The central scenario foresees continued tensions, marked by persistent attacks and economic decline, confining the AES to a symbolic political framework without concrete military translation. Conversely, a scenario of relative stabilization could emerge if Algerian mediation succeeds in brokering a peace initiative that reduces JNIM and FLA offensives.
However, the risk of rapid deterioration remains high: a major terrorist attack on a strategic target could precipitate security and social collapse. Lastly, a rupture scenario cannot be ruled out, where an unforeseen event—such as an internal coup or social explosion—suddenly topples the ruling junta.
The Sahel at the mercy of a power vacuum: toward total regional realignment?
Assimi Goïta’s grip on power now hangs by a thread. His ability to restore credible command within a fragmented state apparatus is in question. The deaths of Sadio Camara and the sidelining of Modibo Koné have shattered the junta’s security backbone. Goïta’s prolonged absence fuels speculation and intensifies internal rivalries, opening the door to a possible overthrow. The army, weakened by purges and demoralization, is no longer a sovereignty tool but a fractured entity dependent on increasingly volatile external allies.
Since 2025, the JNIM blockade around Bamako has drained the capital’s resources. The April 25 attack was proof. It exposed the regime’s vulnerability and accelerated social crisis. Mali is losing more than territory; it is losing its sovereignist narrative. The withdrawal of Africa Corps, the rise of the FLA–JNIM alliance, Turkey’s growing influence, and Algeria’s assertive diplomacy illustrate a nation that has become a battleground for external influencers. As European powers disengage from the Sahel to focus on other fronts, foreign actors are redrawing regional balances while the Malian people bear the brunt.
The population faces insecurity, diplomatic isolation, economic contraction, and a vanishing political horizon. Sovereignty is hijacked by soldiers, armed groups, or foreign powers pursuing their agendas. Democratic aspirations, already fragile since 2012, recede further.
Burkina Faso appears to be the next vulnerable link in this chain. Its porous borders, advancing armed groups, weakening institutions, and increasing dependence on external partners signal a crisis that surpasses isolated episodes. The Malian crisis is no longer a standalone event but heralds a sequence of regional destabilization with repercussions far beyond the central Sahel.

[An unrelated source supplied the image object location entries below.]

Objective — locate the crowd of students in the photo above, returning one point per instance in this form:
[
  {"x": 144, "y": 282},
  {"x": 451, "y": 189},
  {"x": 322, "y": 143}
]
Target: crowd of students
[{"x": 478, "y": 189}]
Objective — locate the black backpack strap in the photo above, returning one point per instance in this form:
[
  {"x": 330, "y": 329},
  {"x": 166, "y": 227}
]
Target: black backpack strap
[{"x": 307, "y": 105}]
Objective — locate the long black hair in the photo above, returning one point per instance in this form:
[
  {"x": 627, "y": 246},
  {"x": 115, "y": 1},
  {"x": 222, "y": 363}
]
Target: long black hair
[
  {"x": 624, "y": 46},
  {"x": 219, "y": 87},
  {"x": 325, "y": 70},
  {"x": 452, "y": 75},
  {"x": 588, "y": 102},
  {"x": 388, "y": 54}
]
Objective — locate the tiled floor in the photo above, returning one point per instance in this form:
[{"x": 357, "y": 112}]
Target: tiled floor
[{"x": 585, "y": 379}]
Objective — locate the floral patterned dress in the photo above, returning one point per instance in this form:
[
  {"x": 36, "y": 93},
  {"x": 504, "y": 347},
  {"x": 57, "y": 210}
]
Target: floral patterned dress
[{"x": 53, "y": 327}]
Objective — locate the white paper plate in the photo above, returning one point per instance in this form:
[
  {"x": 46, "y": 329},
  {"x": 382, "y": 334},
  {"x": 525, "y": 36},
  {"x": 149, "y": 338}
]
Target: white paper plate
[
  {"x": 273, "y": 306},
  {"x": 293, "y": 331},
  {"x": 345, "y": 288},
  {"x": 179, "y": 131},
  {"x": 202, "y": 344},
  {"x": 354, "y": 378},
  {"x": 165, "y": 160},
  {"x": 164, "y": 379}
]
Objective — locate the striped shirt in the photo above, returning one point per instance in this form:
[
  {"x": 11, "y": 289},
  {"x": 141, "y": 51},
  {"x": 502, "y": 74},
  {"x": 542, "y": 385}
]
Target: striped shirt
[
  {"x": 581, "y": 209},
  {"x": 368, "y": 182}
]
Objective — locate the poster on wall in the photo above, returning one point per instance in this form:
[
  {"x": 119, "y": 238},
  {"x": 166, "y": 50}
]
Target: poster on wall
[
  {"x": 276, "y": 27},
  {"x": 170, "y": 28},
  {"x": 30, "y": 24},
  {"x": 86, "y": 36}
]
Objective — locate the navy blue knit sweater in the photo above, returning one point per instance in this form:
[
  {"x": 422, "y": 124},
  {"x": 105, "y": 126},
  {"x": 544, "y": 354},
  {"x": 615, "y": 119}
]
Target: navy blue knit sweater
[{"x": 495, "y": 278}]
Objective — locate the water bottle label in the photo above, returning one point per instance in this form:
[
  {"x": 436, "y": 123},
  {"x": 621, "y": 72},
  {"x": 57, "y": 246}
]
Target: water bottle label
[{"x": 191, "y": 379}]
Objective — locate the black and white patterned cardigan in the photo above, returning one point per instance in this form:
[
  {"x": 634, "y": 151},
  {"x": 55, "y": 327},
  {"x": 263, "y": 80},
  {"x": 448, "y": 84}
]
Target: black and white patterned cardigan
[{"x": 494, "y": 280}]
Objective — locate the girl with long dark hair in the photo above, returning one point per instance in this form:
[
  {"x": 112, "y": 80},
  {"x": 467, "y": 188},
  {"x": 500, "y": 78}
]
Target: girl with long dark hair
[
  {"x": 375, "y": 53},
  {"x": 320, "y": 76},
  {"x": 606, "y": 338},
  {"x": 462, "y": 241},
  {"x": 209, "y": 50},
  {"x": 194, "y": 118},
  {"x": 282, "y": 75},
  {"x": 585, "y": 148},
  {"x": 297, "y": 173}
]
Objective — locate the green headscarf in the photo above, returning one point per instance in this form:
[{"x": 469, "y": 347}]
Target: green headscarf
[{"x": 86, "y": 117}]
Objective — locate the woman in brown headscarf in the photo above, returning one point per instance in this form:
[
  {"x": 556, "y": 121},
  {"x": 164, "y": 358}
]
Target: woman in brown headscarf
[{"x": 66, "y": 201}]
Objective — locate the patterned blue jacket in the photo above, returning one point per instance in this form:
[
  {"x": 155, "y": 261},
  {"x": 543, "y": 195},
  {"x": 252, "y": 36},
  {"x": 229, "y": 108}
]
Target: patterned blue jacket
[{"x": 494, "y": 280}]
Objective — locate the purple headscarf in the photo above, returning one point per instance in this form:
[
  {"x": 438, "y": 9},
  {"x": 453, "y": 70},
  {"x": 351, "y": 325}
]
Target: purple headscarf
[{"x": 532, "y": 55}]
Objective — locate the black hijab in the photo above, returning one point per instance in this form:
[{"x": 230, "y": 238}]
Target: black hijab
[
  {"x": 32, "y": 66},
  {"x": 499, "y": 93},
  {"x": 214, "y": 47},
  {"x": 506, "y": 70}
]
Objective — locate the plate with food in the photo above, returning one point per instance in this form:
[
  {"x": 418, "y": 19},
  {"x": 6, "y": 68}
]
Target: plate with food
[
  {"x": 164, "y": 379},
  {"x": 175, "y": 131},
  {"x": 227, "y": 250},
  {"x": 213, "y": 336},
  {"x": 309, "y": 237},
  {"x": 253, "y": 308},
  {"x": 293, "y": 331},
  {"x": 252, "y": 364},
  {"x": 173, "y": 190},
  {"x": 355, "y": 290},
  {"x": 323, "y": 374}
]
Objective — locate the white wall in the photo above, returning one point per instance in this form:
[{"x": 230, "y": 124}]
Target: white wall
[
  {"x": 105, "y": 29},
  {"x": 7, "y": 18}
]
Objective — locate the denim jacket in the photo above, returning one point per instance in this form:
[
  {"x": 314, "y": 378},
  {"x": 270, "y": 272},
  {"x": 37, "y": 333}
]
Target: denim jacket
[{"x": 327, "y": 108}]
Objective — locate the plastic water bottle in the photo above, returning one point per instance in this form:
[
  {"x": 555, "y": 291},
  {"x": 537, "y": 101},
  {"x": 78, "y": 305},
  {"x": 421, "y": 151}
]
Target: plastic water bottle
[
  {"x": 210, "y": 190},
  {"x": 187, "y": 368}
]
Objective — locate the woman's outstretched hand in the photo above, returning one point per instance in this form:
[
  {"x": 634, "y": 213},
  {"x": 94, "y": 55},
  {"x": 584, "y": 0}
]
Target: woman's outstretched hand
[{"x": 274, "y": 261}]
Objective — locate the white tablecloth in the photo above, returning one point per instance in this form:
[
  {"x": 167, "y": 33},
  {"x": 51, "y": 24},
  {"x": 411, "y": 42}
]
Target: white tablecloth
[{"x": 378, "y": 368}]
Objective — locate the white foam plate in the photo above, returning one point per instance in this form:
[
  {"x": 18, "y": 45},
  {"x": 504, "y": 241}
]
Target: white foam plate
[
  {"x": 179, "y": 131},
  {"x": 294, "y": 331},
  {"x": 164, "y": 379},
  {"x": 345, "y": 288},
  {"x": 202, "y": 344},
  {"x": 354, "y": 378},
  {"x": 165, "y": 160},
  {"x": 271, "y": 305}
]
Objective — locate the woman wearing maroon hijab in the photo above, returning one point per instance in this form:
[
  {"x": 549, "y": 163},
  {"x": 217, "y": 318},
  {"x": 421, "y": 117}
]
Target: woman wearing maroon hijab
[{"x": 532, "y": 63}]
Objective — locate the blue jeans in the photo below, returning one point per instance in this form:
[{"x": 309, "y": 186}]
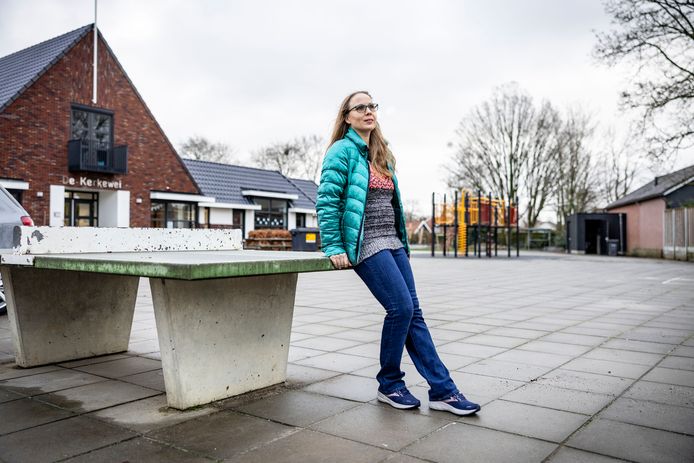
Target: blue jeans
[{"x": 388, "y": 276}]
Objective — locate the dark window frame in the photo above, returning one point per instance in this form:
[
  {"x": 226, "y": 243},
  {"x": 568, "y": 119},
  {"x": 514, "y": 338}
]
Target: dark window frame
[
  {"x": 167, "y": 209},
  {"x": 69, "y": 195},
  {"x": 267, "y": 213},
  {"x": 89, "y": 109}
]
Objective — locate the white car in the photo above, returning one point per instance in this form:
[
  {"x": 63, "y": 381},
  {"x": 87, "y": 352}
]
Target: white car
[{"x": 12, "y": 214}]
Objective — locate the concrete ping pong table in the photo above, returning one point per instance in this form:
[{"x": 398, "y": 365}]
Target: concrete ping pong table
[{"x": 223, "y": 314}]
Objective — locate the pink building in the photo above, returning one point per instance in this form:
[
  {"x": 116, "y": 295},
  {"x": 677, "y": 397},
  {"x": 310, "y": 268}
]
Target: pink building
[{"x": 645, "y": 210}]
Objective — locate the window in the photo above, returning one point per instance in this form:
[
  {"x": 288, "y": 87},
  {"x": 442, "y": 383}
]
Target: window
[
  {"x": 81, "y": 209},
  {"x": 168, "y": 214},
  {"x": 238, "y": 219},
  {"x": 273, "y": 213},
  {"x": 92, "y": 125}
]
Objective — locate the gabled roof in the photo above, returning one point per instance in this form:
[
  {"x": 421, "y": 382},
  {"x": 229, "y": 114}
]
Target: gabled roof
[
  {"x": 226, "y": 183},
  {"x": 21, "y": 69},
  {"x": 659, "y": 187},
  {"x": 309, "y": 191}
]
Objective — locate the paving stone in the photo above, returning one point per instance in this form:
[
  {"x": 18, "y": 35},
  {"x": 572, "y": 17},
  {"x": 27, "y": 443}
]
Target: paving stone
[
  {"x": 143, "y": 347},
  {"x": 495, "y": 341},
  {"x": 517, "y": 333},
  {"x": 680, "y": 363},
  {"x": 473, "y": 385},
  {"x": 223, "y": 434},
  {"x": 59, "y": 440},
  {"x": 470, "y": 350},
  {"x": 370, "y": 350},
  {"x": 348, "y": 387},
  {"x": 326, "y": 343},
  {"x": 122, "y": 367},
  {"x": 139, "y": 450},
  {"x": 607, "y": 367},
  {"x": 318, "y": 330},
  {"x": 578, "y": 339},
  {"x": 297, "y": 408},
  {"x": 27, "y": 413},
  {"x": 478, "y": 444},
  {"x": 635, "y": 443},
  {"x": 313, "y": 447},
  {"x": 589, "y": 382},
  {"x": 625, "y": 356},
  {"x": 93, "y": 360},
  {"x": 337, "y": 362},
  {"x": 652, "y": 334},
  {"x": 671, "y": 376},
  {"x": 96, "y": 396},
  {"x": 510, "y": 370},
  {"x": 299, "y": 375},
  {"x": 651, "y": 414},
  {"x": 358, "y": 335},
  {"x": 559, "y": 398},
  {"x": 533, "y": 358},
  {"x": 569, "y": 455},
  {"x": 684, "y": 351},
  {"x": 382, "y": 427},
  {"x": 49, "y": 382},
  {"x": 13, "y": 371},
  {"x": 528, "y": 420},
  {"x": 680, "y": 396},
  {"x": 411, "y": 377},
  {"x": 300, "y": 353},
  {"x": 638, "y": 346},
  {"x": 6, "y": 396},
  {"x": 555, "y": 348},
  {"x": 149, "y": 414},
  {"x": 400, "y": 458},
  {"x": 151, "y": 379}
]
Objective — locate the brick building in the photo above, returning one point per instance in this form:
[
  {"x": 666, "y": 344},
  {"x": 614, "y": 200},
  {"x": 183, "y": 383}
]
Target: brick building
[{"x": 70, "y": 161}]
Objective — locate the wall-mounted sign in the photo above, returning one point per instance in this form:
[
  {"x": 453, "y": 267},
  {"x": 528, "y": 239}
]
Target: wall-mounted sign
[{"x": 93, "y": 182}]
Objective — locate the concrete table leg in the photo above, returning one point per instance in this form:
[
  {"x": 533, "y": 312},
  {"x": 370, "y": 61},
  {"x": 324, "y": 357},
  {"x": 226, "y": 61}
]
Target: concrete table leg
[
  {"x": 222, "y": 337},
  {"x": 56, "y": 315}
]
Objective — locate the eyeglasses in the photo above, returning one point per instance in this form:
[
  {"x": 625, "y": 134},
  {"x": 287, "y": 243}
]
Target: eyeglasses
[{"x": 361, "y": 108}]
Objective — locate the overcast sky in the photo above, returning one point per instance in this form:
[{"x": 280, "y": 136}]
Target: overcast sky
[{"x": 252, "y": 72}]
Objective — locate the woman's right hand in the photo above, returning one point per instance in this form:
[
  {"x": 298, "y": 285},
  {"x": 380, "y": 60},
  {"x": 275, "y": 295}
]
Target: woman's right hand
[{"x": 340, "y": 261}]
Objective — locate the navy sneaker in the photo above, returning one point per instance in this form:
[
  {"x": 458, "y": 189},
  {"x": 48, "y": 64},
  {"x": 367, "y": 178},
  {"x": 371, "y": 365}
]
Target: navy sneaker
[
  {"x": 402, "y": 399},
  {"x": 457, "y": 403}
]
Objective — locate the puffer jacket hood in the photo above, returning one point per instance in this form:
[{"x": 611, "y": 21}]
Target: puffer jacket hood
[{"x": 341, "y": 198}]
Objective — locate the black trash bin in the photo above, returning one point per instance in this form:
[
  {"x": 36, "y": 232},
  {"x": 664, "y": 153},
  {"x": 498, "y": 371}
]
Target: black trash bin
[
  {"x": 305, "y": 239},
  {"x": 612, "y": 247}
]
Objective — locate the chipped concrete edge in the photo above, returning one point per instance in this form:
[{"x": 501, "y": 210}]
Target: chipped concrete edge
[{"x": 70, "y": 240}]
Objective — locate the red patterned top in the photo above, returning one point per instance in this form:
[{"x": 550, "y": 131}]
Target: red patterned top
[{"x": 377, "y": 180}]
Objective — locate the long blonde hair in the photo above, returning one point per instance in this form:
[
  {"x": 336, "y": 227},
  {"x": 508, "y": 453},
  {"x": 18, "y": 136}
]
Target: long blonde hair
[{"x": 379, "y": 154}]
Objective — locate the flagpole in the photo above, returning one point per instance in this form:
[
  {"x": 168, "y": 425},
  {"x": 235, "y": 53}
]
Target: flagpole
[{"x": 96, "y": 34}]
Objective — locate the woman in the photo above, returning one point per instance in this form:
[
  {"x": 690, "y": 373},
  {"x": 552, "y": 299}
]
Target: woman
[{"x": 362, "y": 226}]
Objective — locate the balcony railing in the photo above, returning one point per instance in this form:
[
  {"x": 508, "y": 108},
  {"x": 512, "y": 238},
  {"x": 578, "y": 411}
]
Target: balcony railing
[{"x": 93, "y": 156}]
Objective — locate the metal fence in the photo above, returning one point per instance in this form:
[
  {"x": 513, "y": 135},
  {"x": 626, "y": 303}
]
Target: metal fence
[{"x": 678, "y": 233}]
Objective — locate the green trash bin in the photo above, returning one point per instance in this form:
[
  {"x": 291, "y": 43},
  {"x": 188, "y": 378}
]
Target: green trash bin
[
  {"x": 305, "y": 239},
  {"x": 612, "y": 247}
]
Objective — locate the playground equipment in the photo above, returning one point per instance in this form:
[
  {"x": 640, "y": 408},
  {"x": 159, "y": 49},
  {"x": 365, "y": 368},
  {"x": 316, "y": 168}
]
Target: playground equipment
[{"x": 474, "y": 219}]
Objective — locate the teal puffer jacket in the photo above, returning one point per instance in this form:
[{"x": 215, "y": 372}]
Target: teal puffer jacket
[{"x": 341, "y": 198}]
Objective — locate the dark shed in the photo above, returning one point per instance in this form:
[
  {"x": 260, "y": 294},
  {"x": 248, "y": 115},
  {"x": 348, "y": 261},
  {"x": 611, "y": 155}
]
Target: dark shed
[{"x": 594, "y": 233}]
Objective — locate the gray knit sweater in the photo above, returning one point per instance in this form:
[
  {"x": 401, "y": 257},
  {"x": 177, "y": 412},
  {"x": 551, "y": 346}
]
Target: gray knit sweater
[{"x": 379, "y": 218}]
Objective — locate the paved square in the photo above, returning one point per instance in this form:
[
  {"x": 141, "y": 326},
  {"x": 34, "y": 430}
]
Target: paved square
[{"x": 575, "y": 358}]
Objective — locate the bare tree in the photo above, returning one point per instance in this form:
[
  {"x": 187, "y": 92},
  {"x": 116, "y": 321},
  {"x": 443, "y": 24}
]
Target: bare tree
[
  {"x": 658, "y": 36},
  {"x": 575, "y": 183},
  {"x": 506, "y": 146},
  {"x": 301, "y": 157},
  {"x": 200, "y": 148}
]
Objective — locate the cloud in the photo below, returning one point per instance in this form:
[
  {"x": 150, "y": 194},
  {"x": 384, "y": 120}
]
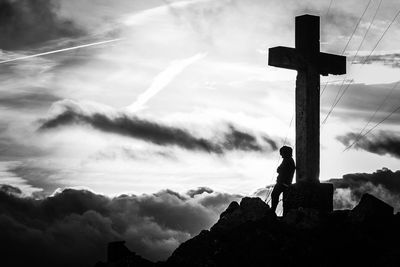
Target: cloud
[
  {"x": 28, "y": 23},
  {"x": 122, "y": 124},
  {"x": 55, "y": 230},
  {"x": 384, "y": 184},
  {"x": 382, "y": 143},
  {"x": 37, "y": 99},
  {"x": 391, "y": 60}
]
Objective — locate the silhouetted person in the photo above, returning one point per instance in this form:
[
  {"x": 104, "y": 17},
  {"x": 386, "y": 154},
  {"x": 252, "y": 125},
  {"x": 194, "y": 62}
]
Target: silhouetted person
[{"x": 285, "y": 175}]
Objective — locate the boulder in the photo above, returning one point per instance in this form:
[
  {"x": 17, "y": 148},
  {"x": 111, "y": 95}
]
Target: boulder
[
  {"x": 371, "y": 208},
  {"x": 250, "y": 209}
]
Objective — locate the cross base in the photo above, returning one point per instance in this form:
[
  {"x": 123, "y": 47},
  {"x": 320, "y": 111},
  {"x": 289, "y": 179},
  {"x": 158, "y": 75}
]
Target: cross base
[{"x": 318, "y": 196}]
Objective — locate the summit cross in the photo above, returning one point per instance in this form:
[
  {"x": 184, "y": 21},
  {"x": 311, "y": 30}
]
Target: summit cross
[{"x": 310, "y": 63}]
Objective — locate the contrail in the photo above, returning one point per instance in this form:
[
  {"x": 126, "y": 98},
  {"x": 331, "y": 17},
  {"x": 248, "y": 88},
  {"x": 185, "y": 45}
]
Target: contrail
[
  {"x": 60, "y": 50},
  {"x": 163, "y": 79}
]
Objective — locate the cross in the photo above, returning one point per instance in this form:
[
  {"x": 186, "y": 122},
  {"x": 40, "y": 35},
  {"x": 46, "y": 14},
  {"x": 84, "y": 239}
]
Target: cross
[{"x": 310, "y": 63}]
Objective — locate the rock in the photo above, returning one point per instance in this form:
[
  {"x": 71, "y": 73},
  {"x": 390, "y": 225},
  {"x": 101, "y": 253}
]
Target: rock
[
  {"x": 317, "y": 196},
  {"x": 118, "y": 255},
  {"x": 371, "y": 208},
  {"x": 250, "y": 234},
  {"x": 250, "y": 209},
  {"x": 303, "y": 218}
]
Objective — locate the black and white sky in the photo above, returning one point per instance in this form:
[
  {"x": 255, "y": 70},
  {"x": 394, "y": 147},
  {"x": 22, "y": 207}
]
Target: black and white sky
[
  {"x": 178, "y": 94},
  {"x": 137, "y": 97}
]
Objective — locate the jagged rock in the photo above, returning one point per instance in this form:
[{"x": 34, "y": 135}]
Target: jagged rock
[
  {"x": 371, "y": 208},
  {"x": 249, "y": 234},
  {"x": 250, "y": 209},
  {"x": 303, "y": 218},
  {"x": 118, "y": 255},
  {"x": 317, "y": 196}
]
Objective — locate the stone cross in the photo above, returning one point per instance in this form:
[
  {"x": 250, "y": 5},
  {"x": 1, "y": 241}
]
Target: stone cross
[{"x": 310, "y": 63}]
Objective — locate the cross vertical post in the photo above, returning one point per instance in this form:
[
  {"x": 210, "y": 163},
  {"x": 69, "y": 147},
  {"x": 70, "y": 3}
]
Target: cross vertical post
[
  {"x": 309, "y": 63},
  {"x": 307, "y": 100}
]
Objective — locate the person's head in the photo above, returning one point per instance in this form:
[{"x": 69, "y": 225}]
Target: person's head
[{"x": 286, "y": 152}]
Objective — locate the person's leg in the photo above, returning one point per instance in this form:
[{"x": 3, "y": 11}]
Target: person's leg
[{"x": 275, "y": 196}]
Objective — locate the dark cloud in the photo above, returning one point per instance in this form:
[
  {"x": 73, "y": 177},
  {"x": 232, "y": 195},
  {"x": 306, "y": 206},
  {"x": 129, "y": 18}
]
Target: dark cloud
[
  {"x": 384, "y": 184},
  {"x": 199, "y": 191},
  {"x": 381, "y": 143},
  {"x": 25, "y": 23},
  {"x": 73, "y": 227},
  {"x": 132, "y": 126}
]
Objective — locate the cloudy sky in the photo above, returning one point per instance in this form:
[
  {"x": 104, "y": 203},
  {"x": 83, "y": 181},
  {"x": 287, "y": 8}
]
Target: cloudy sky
[
  {"x": 145, "y": 96},
  {"x": 180, "y": 94}
]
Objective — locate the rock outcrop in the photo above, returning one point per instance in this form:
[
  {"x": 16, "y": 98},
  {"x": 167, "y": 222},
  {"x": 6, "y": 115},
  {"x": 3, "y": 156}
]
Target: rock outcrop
[{"x": 250, "y": 234}]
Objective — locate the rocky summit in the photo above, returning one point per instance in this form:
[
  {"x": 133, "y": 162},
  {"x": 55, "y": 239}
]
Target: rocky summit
[{"x": 250, "y": 234}]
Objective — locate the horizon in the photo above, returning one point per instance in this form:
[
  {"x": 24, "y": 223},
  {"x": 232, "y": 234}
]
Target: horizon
[{"x": 170, "y": 106}]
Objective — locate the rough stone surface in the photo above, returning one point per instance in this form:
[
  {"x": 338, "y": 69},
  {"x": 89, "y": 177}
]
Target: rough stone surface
[
  {"x": 318, "y": 196},
  {"x": 371, "y": 208}
]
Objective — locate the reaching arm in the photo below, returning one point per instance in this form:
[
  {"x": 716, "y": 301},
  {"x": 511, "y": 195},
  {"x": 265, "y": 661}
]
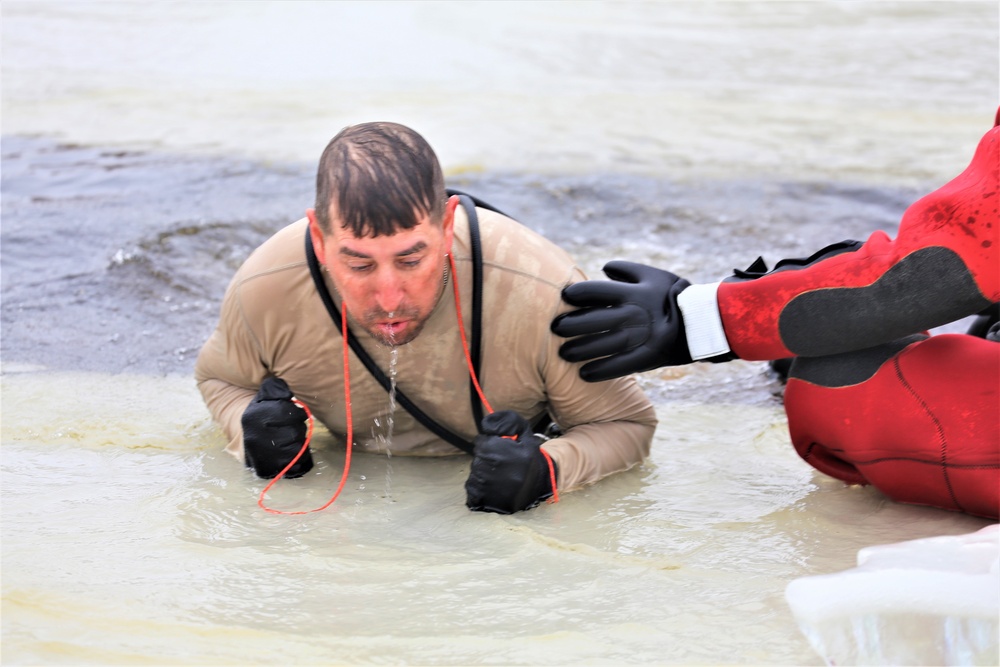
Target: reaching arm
[{"x": 942, "y": 266}]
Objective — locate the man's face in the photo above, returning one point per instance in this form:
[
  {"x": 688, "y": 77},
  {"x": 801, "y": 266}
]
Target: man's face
[{"x": 389, "y": 284}]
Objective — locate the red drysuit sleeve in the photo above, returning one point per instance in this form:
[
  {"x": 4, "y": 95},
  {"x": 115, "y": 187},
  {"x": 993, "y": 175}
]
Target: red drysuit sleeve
[{"x": 942, "y": 266}]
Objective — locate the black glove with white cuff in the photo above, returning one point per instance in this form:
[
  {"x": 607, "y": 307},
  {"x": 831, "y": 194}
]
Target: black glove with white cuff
[{"x": 629, "y": 324}]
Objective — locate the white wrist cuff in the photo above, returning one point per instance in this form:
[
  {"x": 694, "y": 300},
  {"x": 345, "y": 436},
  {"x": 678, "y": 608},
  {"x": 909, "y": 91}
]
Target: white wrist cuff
[{"x": 699, "y": 305}]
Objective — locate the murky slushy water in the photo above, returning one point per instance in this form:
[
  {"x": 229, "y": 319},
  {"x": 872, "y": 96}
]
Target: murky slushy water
[{"x": 147, "y": 148}]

Amid this peril, evaluating the risks of Sahelian evolution in terms of its impact on Europe—particularly in migration flows, illicit trafficking, and the emergence of armed groups capable of destabilizing Gulf of Guinea states—becomes imperative.
The Malian crisis thus opens a period of profound realignment where state collapse, armed actors’ rise, and competition among external powers are redrawing an unstable Sahel. Its repercussions will extend far beyond the region.